Liberals ask Elections Canada to probe suspect donations to Penashue

APTN National News
OTTAWA–
Liberal interim leader Bob Rae has asked Elections Canada to probe five donations given to embattled Intergovernmental Affairs Minister Peter Penashue.

In a letter made public Tuesday, Rae asks the electoral authority to investigate the five donations which were listed under the same postal code in St. John’s.

Rae says the donations were registered as received on May 4, 2011, two days after the last federal election. Three of the donations were for $1,100, the donation limit, while the other two were for $550, according to Rae.

Rae says in the letter that the postal code used for the donations is part of a large postal station in the west-end of St. John’s. The postal code is also used by the headquarters of Pennecon Ltd.’s, a Newfoundland and Labrador-based company involved in construction, energy and real estate.

Rae states that all five donations were made by company officers.

It is against the Canada Elections Act to accept corporate donations, to conceal the source of donations or to make a donation under someone else’s name.

“In light of the nature of these donations, namely, the simultaneous timing of the donations, their dollar value, the postal address given and the shared place of employment of the donors, I feel it would be prudent to conduct a deeper examination,” wrote Rae.
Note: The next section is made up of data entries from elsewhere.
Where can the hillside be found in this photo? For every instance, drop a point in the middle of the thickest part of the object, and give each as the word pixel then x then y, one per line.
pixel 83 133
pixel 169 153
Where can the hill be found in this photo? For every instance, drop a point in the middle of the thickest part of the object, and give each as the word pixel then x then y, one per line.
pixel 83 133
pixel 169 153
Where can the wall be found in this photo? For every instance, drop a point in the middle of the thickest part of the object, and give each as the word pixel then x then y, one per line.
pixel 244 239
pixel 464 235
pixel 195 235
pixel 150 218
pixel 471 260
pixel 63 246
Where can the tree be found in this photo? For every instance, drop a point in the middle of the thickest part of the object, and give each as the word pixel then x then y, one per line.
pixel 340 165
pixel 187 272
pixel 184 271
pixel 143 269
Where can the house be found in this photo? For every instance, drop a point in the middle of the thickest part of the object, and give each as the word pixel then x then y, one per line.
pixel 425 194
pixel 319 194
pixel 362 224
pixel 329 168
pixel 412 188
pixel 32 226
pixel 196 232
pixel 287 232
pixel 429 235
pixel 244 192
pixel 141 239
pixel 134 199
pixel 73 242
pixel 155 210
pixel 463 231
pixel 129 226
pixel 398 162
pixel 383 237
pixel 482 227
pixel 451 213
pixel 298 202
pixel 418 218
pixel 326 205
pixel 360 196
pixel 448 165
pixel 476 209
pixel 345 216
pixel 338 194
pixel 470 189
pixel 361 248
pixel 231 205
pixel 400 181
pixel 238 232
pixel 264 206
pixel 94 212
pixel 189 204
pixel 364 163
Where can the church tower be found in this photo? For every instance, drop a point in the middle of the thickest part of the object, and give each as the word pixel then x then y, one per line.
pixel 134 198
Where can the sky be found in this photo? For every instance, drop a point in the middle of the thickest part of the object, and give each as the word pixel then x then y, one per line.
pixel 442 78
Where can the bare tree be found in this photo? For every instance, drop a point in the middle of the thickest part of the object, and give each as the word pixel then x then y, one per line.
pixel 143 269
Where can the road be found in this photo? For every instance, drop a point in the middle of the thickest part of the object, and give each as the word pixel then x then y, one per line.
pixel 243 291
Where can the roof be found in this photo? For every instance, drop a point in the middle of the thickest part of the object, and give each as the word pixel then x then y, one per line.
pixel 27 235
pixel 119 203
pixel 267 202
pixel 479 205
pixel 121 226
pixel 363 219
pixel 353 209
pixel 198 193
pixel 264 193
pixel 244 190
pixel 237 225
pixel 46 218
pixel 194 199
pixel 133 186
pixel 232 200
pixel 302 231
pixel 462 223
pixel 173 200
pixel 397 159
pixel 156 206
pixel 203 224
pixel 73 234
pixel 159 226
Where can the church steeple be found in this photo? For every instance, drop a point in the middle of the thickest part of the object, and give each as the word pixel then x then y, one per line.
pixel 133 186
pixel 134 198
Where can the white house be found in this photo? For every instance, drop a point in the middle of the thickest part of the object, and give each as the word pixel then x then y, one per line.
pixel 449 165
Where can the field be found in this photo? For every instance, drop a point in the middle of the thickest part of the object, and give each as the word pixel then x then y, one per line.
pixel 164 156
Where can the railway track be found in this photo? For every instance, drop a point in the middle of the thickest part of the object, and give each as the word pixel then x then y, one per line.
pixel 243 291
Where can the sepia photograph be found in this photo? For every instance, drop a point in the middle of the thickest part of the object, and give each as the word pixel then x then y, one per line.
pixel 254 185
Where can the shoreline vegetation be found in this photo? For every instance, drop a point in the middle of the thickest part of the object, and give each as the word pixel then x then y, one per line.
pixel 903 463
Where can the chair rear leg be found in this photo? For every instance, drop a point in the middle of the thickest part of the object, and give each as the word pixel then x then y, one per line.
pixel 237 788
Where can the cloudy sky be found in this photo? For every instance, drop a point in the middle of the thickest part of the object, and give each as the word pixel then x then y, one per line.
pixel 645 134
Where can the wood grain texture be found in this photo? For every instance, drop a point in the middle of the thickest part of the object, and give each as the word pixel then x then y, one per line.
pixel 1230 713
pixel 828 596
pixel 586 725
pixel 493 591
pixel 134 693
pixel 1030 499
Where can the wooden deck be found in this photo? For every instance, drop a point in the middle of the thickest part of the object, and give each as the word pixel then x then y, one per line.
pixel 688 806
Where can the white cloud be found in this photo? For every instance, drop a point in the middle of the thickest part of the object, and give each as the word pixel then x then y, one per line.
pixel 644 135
Penashue, an Innu MP from Labrador, is already facing controversy over spending irregularities during his campaign in the last federal election. He won the riding over former Liberal MP Todd Russell by 79 votes.

Rae sent a letter to Elections Canada two days ago asking for a probe into a $25,000 loan Penashue’s campaign received from Innu Development Limited Partnership (IDLP) which was initially registered as interest free, contravening election laws which require loans to follow market interest rates. Rae also asked the electoral authority to probe a decision by an airline, partly owned by IDLP, to write off all but $7,000 of the $18,163 in travel costs incurred by Penashue and his family during the campaign.

Rae also noted that Penashue’s campaign return appear to have overshot the allowable campaign spending limit by $17, 469.

“I submit that this matter is quite serious because, taken together, these irregularities could have certainly had an impact on the outcome of the election in Labrador,” wrote Rae.

Penashue’s former official agent and campaign manager was appointed by the federal government to the Canada-Newfoundland and Labrador Offshore Petroleum Board last December.